I rubbed my eyes, trying to blot out the images that had arisen -- ridiculous, yet oddly compelling things that a man as unprincipled at Wes Howard could try to involve me in, could try to use me and the organization I worked for to give him access to. They weren’t hard to imagine. They fell into the three essential categories of the corrupt: money, women, and power -- things like embezzlement, like sex trafficking, like ritual murder. I didn’t know where I could draw a line. Everything seemed completely unbelievable and entirely possible at the same time.

Tap, tap, tap.

“Alan? Alan, are you all right, honey?”

It was Jenny, back at the door.

“I’m okay,” I said, lying, and knowing that it wouldn’t be the last one I told her. Most of me wanted to tell her -- wanted to get in front of the lie rather than risk having her hear it from Wes -- but some small piece of me wasn’t up to it. At least not then.

“I really think you should keep that doctor’s appointment,” Jenny said, lovingly. “If you’re feeling up to it, that is.”

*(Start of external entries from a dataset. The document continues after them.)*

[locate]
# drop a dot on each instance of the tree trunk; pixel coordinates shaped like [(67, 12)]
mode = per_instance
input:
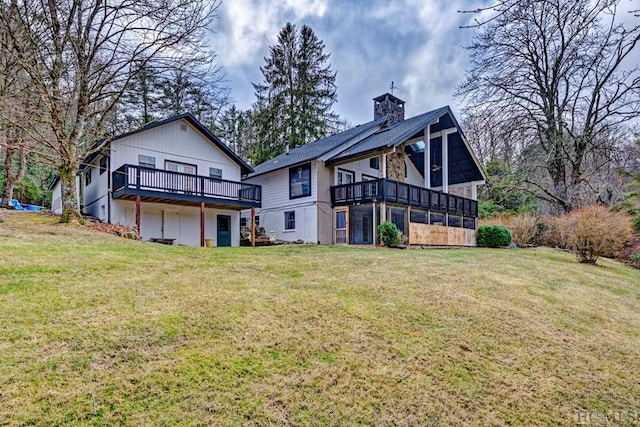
[(70, 211), (14, 168)]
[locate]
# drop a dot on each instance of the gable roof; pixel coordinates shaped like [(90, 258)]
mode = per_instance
[(375, 136), (319, 148), (244, 167), (392, 135)]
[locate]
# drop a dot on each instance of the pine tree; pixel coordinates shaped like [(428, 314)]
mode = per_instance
[(294, 101)]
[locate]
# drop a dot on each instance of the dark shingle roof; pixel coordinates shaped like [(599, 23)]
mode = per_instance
[(393, 135), (318, 148), (244, 167)]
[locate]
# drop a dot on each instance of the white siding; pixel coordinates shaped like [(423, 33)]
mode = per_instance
[(276, 201), (176, 141), (95, 195), (56, 198), (169, 142), (414, 177)]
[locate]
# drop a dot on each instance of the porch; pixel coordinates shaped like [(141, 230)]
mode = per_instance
[(156, 186), (424, 216)]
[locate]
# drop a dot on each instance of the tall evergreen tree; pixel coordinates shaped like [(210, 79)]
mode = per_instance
[(294, 100)]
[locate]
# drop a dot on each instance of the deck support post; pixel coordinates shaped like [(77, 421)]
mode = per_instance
[(138, 216), (445, 162), (253, 227), (202, 224), (427, 157), (474, 190), (374, 224)]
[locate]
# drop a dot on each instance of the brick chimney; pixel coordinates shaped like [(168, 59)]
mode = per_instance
[(388, 105)]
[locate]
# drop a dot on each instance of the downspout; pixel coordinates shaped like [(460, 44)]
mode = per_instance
[(108, 189)]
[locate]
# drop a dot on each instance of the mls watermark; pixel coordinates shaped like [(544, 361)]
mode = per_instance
[(588, 417)]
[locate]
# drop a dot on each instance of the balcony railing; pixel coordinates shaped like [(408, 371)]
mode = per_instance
[(134, 179), (386, 190)]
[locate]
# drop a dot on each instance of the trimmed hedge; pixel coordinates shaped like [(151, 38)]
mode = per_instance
[(388, 234), (493, 236)]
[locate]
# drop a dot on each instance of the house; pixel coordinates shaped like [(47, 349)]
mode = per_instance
[(419, 173), (172, 179)]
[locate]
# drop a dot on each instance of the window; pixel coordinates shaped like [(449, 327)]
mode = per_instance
[(290, 220), (215, 173), (147, 161), (341, 227), (374, 163), (437, 218), (345, 177), (419, 216), (398, 218), (180, 167), (300, 181)]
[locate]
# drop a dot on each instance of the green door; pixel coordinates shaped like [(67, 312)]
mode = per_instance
[(224, 230)]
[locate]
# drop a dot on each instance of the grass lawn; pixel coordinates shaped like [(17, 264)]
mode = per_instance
[(98, 330)]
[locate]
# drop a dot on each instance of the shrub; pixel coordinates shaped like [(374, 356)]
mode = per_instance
[(594, 231), (388, 233), (630, 252), (523, 227), (493, 236)]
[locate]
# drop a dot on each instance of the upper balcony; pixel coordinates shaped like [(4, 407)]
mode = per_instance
[(161, 186), (389, 191)]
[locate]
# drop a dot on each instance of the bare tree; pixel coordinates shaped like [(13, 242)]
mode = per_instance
[(16, 103), (560, 72), (81, 55)]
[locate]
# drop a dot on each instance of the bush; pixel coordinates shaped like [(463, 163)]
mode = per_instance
[(630, 252), (523, 227), (552, 232), (388, 234), (492, 236), (594, 231)]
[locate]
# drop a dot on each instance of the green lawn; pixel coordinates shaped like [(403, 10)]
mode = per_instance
[(98, 330)]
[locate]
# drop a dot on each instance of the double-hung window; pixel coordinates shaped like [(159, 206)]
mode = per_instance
[(290, 220), (300, 181)]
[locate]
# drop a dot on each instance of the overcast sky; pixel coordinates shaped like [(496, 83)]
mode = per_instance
[(415, 43), (418, 44)]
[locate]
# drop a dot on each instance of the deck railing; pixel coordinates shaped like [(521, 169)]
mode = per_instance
[(387, 190), (157, 180)]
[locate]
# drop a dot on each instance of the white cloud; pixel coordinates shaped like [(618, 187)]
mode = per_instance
[(416, 44), (249, 26)]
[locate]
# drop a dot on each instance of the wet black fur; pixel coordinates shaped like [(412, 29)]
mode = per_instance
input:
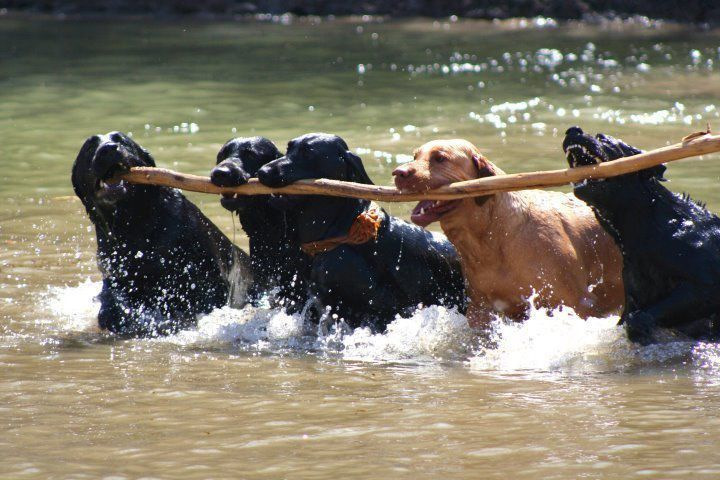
[(364, 284), (670, 246), (162, 261), (278, 264)]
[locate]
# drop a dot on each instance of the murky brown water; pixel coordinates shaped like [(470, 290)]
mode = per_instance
[(245, 394)]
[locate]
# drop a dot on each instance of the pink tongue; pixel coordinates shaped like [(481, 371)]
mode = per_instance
[(426, 204), (426, 218)]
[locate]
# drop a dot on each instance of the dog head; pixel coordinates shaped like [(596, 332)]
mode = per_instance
[(582, 149), (436, 164), (100, 158), (238, 161), (314, 155)]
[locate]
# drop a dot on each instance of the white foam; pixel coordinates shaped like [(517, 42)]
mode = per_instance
[(433, 332), (557, 340), (549, 341), (72, 308), (262, 328)]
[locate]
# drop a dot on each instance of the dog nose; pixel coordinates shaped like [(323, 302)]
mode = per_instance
[(227, 175), (270, 177), (574, 131), (109, 148), (404, 171)]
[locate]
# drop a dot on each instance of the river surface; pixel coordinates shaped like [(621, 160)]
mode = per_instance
[(245, 394)]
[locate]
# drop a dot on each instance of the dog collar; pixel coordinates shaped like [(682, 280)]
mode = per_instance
[(365, 227)]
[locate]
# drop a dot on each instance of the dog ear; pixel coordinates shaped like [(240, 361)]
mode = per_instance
[(356, 170), (146, 156)]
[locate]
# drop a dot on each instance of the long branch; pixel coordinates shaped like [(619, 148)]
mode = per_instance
[(698, 145)]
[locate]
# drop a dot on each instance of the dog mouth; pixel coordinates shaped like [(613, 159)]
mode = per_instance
[(232, 201), (429, 211), (108, 188)]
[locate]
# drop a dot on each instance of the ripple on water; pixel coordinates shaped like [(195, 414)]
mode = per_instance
[(549, 341)]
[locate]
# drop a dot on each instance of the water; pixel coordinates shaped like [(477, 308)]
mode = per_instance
[(254, 394)]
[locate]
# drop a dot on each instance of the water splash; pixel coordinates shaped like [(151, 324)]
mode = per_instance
[(550, 341)]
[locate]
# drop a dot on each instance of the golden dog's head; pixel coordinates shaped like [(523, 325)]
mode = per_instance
[(438, 163)]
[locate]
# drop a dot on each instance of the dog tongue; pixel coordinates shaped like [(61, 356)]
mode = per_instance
[(422, 214)]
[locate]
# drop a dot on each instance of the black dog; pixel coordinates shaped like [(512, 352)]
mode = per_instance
[(277, 262), (163, 262), (670, 244), (367, 266)]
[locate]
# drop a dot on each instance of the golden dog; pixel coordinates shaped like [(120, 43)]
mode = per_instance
[(518, 244)]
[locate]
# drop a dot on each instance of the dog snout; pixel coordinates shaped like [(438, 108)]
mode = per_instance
[(405, 176), (404, 171), (270, 176), (228, 174), (107, 160)]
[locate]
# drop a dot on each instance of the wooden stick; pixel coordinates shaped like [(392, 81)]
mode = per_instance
[(693, 145)]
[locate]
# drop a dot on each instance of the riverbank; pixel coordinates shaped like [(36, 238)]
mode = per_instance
[(689, 11)]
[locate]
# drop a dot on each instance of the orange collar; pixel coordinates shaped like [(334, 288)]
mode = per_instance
[(364, 228)]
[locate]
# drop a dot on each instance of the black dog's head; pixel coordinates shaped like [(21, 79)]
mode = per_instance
[(582, 149), (314, 155), (238, 161), (100, 158)]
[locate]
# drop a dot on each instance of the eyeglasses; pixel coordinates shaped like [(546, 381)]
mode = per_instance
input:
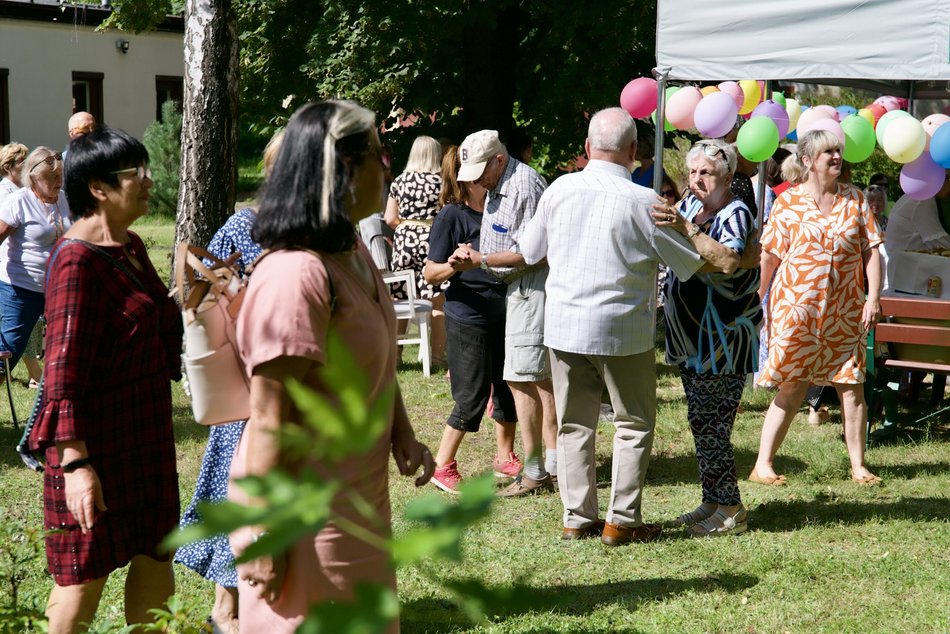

I considered my options. I was feeling sick to my stomach, but I was certain that had more to do with Wes Howard than any migraine I might or might not have had.

“Yeah, okay,” I said, slowly getting to my feet, and flushing the toilet, mostly for show.

“I’ll drive you,” Jenny said. “If we leave in the next ten minutes we’ll be able to make it.”

I opened the bathroom door, and saw my wife standing there in her bare feet, the worry on her face even more prominent than her pregnant belly.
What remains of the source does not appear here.